Plenty of file formats support this, but they're generally for DAWs and not for ...

colmmacc · on Dec 6, 2022

AAC is already interleaved multi-channel. Two-channel L/R is obviously very common for music, but spatial audio and Dolby Atmos comes with more channels (up to 128, which can be arranged and binned into "beds"). 5.1 (6 channels) and 7.1 (8 channels) are also common for video. Having dedicated/isolated vocal tracks as a channel very trivial in the format. I'd expect this is how it's done, and not ML, because Apple have already been driving mixing and end to end workflow with studios for Spatial audio and mastered for iTunes.

nkozyra · on Dec 6, 2022

Channel and spatial/binaural tracks I'd expect, but separated tracks for instruments/vocals is a lot more time consuming and the kind of thing that studios/producers/masterers would bluster at enough that I wouldn't expect it to come close to giving Apple the volume they'd likely want.

It absolutely could be done, I just think that Apple would want very good coverage and studios would be very slow to provide this format.

colmmacc · on Dec 6, 2022

Apple need the labels either way. They can't just go creating new derived works without a license, and the artists and producers would far prefer to avoid the artifacts of something that is overly automated.

It's already become pretty common for studios and labels to make stems available (stems are full multi-track files that can be used with a DAW) to industry insiders and even the public sometimes. There's a community of remixers, samplers, even a small cottage industry of YouTubers who work with these regularly. It wouldn't take them more than a few minutes per track to annotate which channel is vocals.

nkozyra · on Dec 7, 2022

Stems are usually lossless files and have an intended purpose for remixing.

Do you stop at instruments and vocals or are we talking 100+ tracks? It strikes me as nontrivial work for very limited purpose. Apple can turn your vocals down so now your exports have to include extra tracks? I don't think that's a good enough sell. The labels do care about this use case.

munificent · on Dec 6, 2022

It makes a lot of sense for an audio file format to support multiple tracks when each track is intended to target a different output device (left and right speakers, etc.)

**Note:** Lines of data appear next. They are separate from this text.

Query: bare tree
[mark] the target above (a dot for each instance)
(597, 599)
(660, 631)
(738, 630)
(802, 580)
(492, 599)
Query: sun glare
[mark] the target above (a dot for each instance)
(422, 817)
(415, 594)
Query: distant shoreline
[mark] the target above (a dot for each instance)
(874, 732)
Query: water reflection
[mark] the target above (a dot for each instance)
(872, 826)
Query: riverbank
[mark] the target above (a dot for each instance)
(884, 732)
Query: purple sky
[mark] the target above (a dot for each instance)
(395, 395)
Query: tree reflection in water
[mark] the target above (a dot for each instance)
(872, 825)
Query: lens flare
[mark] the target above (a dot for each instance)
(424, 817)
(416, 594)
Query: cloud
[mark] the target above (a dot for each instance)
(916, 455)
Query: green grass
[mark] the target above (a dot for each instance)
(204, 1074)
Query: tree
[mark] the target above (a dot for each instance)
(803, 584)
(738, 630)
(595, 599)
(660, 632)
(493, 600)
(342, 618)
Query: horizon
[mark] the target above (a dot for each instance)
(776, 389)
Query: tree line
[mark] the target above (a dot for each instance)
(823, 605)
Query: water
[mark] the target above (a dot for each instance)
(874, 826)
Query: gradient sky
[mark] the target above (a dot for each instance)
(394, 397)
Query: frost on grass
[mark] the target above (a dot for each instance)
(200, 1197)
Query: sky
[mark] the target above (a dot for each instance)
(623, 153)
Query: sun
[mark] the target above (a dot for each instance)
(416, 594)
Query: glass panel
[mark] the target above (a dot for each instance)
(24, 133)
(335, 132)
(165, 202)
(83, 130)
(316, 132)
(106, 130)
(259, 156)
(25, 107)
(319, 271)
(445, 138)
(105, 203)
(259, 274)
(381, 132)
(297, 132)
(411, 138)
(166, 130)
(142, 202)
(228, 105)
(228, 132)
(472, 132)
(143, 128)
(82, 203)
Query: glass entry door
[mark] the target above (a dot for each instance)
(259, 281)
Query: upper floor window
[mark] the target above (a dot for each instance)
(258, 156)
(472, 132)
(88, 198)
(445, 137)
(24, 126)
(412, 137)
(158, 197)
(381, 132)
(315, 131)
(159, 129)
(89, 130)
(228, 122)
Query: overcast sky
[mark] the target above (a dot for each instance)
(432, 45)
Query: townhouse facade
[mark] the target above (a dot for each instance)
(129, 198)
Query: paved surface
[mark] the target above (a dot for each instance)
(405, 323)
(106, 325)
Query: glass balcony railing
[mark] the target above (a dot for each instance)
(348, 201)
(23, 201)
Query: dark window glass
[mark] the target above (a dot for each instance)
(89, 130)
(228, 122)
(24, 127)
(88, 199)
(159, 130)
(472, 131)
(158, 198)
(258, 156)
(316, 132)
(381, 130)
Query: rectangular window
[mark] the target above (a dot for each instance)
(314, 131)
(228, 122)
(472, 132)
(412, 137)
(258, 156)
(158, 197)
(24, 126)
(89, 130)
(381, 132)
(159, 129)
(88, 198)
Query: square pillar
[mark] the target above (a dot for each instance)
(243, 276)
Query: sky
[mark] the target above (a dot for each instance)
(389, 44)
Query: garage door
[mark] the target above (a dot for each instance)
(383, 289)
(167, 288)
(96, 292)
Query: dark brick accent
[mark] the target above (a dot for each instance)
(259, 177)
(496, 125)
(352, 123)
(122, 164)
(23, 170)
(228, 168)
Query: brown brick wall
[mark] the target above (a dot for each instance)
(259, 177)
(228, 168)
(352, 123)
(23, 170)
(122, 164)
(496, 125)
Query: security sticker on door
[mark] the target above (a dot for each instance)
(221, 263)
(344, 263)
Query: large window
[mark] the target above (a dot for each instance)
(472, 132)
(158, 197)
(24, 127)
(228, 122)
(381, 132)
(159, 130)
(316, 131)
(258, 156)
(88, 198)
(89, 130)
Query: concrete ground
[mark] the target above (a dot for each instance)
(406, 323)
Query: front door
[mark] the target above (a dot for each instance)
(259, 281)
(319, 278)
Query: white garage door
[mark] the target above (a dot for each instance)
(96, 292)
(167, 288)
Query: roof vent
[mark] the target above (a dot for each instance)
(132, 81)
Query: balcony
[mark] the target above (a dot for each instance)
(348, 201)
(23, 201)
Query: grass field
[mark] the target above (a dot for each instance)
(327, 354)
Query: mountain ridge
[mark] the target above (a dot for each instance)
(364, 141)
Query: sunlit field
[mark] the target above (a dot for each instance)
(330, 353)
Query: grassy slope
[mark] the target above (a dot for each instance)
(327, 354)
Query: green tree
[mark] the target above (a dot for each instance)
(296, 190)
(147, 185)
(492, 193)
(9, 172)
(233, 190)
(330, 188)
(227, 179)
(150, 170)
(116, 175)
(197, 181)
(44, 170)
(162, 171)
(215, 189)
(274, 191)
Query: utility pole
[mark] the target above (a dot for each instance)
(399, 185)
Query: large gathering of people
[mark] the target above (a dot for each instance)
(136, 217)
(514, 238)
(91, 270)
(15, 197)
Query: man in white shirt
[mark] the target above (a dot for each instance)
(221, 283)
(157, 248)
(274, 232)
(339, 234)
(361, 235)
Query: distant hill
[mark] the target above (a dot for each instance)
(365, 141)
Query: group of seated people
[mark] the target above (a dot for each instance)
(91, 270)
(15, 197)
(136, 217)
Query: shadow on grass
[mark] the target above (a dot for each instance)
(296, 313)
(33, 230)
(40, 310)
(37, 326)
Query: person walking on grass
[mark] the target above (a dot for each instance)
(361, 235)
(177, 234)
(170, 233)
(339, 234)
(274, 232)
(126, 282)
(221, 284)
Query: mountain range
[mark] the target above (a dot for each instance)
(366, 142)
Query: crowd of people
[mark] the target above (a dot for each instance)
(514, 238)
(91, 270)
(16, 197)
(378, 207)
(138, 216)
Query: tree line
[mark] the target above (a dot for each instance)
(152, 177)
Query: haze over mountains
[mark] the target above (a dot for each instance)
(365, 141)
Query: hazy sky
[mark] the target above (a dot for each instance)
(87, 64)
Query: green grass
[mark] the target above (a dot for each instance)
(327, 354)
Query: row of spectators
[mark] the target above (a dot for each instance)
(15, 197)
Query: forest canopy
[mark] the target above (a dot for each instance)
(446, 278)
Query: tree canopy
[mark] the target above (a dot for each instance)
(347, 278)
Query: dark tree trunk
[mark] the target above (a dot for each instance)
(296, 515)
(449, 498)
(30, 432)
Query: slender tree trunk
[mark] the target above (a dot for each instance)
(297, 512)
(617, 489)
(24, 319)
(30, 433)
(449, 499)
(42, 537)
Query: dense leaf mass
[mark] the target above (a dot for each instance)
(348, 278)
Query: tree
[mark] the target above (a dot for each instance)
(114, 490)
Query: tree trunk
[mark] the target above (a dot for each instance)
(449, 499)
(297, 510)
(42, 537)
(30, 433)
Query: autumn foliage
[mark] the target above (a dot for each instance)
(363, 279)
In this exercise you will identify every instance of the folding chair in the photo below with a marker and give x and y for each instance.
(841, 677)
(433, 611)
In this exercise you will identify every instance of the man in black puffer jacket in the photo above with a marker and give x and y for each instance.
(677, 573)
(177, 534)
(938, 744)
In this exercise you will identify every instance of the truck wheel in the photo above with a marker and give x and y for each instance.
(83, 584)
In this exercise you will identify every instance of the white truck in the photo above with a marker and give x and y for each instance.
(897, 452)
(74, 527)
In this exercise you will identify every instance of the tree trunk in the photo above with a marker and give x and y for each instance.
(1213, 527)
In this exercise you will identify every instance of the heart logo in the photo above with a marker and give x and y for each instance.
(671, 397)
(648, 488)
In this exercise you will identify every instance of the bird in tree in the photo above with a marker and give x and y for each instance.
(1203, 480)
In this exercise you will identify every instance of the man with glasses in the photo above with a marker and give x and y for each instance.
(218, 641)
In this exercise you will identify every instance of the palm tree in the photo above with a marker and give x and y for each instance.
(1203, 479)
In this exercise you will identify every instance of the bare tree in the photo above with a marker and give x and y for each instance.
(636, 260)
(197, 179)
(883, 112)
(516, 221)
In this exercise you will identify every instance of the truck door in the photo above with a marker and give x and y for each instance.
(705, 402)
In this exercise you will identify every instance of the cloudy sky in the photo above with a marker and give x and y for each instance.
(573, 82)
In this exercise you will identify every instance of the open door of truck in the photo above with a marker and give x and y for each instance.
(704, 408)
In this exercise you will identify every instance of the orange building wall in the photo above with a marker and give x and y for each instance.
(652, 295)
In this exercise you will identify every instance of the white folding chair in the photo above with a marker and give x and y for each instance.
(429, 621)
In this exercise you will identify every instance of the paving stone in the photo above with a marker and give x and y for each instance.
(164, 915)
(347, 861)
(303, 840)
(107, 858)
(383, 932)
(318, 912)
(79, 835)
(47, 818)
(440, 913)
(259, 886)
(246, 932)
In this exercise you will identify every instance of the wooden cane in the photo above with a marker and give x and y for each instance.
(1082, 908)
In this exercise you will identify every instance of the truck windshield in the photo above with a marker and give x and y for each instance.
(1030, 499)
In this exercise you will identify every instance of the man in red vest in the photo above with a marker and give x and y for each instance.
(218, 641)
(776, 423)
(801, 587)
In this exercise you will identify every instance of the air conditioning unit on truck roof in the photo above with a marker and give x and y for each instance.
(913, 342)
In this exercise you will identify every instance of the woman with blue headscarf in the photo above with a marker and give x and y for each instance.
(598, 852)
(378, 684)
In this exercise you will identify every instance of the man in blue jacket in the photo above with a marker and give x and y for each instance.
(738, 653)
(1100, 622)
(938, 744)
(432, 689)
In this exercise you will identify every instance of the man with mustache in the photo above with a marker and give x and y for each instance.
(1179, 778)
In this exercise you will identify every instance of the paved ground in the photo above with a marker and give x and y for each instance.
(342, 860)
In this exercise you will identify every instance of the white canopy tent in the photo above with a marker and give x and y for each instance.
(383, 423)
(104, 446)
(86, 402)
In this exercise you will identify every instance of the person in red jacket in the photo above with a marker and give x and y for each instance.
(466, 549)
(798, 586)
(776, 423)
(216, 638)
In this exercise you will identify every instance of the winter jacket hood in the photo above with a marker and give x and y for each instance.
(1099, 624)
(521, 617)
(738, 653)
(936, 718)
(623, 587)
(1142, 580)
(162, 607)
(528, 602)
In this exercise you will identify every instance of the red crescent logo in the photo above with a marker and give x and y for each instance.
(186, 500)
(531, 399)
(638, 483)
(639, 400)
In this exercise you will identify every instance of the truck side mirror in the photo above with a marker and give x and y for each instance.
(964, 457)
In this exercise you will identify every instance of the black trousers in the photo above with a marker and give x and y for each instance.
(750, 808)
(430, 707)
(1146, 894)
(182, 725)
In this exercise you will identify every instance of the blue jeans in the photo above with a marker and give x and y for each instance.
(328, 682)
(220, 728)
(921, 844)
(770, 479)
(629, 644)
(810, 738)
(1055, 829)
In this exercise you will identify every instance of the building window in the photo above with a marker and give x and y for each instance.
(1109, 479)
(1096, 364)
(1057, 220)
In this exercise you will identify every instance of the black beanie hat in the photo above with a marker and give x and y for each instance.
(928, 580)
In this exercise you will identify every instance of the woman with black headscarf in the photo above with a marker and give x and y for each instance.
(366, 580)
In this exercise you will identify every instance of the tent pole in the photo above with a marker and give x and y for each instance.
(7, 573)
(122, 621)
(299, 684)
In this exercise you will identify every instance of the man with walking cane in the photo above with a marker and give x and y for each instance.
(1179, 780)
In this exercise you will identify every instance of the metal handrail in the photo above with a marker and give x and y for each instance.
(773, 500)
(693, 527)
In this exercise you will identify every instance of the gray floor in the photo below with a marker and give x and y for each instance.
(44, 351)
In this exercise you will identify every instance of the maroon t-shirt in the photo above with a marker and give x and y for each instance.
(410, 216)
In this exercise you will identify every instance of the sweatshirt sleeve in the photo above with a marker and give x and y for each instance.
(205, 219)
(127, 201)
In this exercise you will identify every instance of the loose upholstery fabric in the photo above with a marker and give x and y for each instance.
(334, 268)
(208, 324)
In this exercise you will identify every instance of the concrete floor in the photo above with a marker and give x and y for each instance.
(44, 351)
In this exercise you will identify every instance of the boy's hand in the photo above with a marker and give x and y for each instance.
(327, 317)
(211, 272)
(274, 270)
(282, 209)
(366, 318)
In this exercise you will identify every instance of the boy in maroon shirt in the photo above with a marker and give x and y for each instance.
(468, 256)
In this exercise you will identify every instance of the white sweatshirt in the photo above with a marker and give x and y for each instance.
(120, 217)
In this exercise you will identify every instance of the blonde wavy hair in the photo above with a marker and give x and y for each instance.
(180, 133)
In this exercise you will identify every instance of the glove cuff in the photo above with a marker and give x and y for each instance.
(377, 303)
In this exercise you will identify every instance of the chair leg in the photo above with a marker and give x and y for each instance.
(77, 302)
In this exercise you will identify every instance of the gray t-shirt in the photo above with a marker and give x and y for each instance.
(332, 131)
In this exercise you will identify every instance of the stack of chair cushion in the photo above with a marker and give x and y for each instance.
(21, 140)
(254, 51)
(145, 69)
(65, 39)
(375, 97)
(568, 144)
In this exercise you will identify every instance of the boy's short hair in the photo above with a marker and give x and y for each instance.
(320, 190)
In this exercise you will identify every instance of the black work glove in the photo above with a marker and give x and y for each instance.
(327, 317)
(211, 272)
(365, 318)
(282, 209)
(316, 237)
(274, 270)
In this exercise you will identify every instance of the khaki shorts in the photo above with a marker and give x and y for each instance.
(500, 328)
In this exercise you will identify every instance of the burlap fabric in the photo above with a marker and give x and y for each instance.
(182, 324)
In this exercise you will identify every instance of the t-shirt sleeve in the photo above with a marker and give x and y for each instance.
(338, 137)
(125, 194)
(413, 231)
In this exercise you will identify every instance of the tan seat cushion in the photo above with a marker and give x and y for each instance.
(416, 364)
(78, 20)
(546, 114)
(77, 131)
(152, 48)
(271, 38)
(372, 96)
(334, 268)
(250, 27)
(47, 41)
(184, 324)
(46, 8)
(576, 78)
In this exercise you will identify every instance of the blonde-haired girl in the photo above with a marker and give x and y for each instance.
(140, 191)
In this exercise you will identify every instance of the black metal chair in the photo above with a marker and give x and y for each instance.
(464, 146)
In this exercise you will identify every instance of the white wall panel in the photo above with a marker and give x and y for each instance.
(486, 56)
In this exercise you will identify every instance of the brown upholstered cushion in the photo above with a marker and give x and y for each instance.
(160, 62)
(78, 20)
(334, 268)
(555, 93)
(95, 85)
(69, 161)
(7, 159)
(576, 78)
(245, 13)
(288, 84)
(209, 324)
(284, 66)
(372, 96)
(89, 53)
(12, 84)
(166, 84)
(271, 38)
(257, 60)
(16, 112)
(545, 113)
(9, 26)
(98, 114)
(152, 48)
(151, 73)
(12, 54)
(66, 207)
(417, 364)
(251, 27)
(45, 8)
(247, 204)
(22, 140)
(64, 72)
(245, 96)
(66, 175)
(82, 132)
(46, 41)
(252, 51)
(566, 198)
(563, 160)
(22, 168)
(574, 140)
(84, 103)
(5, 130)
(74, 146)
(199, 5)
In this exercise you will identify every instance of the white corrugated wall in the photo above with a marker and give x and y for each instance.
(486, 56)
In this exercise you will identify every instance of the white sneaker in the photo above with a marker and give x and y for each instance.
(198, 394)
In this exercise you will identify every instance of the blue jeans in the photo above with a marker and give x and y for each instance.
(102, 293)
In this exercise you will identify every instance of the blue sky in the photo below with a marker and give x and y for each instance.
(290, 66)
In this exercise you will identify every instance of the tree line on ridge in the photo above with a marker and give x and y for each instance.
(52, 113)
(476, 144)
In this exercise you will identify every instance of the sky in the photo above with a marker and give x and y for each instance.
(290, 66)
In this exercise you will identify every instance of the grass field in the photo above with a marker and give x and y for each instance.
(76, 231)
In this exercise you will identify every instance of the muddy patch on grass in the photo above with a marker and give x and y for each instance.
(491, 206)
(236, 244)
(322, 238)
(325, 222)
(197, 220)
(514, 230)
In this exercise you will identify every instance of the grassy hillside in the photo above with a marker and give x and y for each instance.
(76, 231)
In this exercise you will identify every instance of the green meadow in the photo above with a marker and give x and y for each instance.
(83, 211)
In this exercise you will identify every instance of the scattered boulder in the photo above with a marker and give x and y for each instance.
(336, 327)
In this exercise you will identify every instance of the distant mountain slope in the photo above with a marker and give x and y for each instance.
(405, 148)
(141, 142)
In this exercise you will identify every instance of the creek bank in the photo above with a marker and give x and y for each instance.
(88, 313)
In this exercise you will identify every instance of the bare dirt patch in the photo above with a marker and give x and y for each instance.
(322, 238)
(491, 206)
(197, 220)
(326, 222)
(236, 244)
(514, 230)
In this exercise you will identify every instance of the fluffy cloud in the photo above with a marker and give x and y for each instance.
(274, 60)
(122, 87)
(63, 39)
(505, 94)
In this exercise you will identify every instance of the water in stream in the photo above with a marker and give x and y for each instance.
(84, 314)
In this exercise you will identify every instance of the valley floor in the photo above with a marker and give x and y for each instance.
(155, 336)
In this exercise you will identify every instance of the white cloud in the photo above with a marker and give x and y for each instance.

It makes less sense when the intent is to mix those tracks together and send them to a single output device. Producers and audio engineers want full control over that mixing process because it's almost never just a simple sum. They are doing audio compression (sometimes multi-band), dynamic EQ, saturation, limiting, etc. They wouldn't want to give that up, because it's an essential part of making a good sounding recording.